Closed xaki23 closed 2 years ago
This is quite interesting, thanks for reporting! Do you think it is possible to reproduce this while logging the packets before it happens? How long did it take until it happened?
@xaki23 thanks for your report. To investigate, packet captures would be of interest for us. Could you use the firewall branch git+https://github.com/roburio/qubes-mirage-firewall.git#more-debug-for-xaki which outputs a hexdump if the decoding fails.
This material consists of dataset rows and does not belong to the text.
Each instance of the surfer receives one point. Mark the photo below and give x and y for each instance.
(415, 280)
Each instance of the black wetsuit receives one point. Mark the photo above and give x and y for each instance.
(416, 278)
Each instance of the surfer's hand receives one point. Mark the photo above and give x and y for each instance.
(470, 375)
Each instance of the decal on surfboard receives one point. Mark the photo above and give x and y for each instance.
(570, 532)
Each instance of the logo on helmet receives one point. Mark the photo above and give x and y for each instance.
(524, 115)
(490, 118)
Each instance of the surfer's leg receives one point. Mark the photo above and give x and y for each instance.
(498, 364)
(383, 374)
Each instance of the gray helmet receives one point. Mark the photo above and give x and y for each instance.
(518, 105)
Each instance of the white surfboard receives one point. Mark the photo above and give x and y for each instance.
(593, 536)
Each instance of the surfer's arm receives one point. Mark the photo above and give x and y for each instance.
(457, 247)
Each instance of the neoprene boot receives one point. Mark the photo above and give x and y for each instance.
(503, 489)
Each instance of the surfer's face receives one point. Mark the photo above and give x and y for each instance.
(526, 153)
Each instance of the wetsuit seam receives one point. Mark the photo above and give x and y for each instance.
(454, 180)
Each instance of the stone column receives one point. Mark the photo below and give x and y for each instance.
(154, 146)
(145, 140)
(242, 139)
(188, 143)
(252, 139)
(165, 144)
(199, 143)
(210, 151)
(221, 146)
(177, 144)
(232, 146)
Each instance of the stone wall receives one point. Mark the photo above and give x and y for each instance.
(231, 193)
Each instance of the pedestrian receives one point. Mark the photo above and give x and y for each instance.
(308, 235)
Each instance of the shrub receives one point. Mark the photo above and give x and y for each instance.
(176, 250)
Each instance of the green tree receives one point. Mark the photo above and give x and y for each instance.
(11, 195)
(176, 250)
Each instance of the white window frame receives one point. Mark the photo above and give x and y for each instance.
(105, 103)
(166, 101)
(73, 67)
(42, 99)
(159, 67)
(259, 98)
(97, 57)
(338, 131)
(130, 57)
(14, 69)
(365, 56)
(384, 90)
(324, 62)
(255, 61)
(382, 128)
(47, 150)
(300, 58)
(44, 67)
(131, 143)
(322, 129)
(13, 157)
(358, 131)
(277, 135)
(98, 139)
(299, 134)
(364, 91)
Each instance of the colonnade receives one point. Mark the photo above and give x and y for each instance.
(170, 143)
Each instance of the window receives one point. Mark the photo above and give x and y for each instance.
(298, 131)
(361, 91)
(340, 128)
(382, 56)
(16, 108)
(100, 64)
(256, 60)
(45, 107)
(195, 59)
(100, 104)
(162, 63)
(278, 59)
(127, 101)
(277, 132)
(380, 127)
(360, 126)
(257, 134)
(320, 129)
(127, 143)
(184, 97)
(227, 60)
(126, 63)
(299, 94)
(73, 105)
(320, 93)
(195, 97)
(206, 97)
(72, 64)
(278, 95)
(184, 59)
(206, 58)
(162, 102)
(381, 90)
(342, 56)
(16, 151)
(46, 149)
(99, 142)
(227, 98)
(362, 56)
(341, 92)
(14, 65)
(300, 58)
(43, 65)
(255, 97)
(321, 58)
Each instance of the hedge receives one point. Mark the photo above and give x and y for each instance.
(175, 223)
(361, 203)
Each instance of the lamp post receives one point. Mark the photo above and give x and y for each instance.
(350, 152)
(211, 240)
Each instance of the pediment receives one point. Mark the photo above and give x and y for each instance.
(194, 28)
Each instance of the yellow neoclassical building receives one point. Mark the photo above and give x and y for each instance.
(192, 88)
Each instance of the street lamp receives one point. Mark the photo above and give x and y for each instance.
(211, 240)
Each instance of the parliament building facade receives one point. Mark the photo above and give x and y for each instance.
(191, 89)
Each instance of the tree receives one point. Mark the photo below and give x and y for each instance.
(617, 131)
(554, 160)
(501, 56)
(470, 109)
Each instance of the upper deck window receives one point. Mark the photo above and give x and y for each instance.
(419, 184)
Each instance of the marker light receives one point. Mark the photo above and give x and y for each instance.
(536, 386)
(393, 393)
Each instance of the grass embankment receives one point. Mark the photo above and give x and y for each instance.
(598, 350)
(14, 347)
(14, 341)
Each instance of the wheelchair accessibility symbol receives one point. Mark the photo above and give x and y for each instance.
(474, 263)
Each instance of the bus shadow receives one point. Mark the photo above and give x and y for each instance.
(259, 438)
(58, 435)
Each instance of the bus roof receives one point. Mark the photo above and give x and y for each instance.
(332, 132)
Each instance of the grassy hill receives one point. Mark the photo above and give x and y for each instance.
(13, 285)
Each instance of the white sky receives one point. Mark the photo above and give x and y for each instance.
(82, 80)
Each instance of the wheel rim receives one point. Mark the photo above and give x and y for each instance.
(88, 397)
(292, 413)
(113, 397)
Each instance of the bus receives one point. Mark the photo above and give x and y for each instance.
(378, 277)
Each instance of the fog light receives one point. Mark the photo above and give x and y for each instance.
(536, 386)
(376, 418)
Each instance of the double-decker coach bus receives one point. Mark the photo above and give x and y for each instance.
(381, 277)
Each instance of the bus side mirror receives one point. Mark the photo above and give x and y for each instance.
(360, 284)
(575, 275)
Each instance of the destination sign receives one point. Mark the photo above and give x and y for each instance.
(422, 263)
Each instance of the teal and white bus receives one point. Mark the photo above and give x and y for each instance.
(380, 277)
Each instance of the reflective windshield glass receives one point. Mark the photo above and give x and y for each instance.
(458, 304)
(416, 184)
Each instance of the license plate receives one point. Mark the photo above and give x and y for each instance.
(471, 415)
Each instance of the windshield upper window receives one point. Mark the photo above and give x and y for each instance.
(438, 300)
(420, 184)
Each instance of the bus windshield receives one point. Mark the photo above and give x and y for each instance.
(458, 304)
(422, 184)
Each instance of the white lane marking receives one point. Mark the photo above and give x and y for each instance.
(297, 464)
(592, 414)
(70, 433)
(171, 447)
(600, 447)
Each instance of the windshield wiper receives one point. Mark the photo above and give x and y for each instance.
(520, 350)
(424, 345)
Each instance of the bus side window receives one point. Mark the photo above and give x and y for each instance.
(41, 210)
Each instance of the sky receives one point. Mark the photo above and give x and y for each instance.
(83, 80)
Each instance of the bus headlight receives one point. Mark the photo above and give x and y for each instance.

Thanks.
@linse it was running only for about 6-7 hours at the time that happened, there had been about 15 downstream vm starts during that time. unless i find a reliable way to repro this the approach of having the FW hexdump things seems better since i would have to log packets on "all" involved vms otherwise, which ... isnt easy.
@hannes build based on more-debug-for-xaki running in backup role now, will deploy in main tomorrow.
thanks to both of you!
just happened again, right after starting a downstream VM. difference to the first observed case was that this time it didnt keep running for long.
the packets are mostly null bytes, they seem to have reasonable sizes: guest-sys-mfwt.log
grepped out the "lines of just null bytes hexdump" from this one, which makes it easier to see the few-and-far-between non-null-bytes, there does not seem to be any useful information content in these: guest-sys-mfwt-nonullz.log
and i had another crash right after vm start, but that ... just stopped, with no useful information in the log at all.
Is this still an issue with more recent builds @xaki23?
not seen this recently, closing
i switched my main mfwt to a 20200520 build today (which has been running "ok afaict" in the backup role since then) and at some point after starting a new VM it went ... bad.
there was no traffic going through the mfw anymore, only this ethertype scrolling for minutes (until i pulled the plug). this applied to all VMs, even ones that were already running and working for the last hours. the reported ethertype is mostly 0x0, but lots of random-ish looking other values too.
there is nothing else i perceive as unusual in that log, the setup/role is working fine with a 20200509 build for days (up to the usual "63 downstream vms seen" crash, aka #35 )
perhaps this is another variant of #105 ?!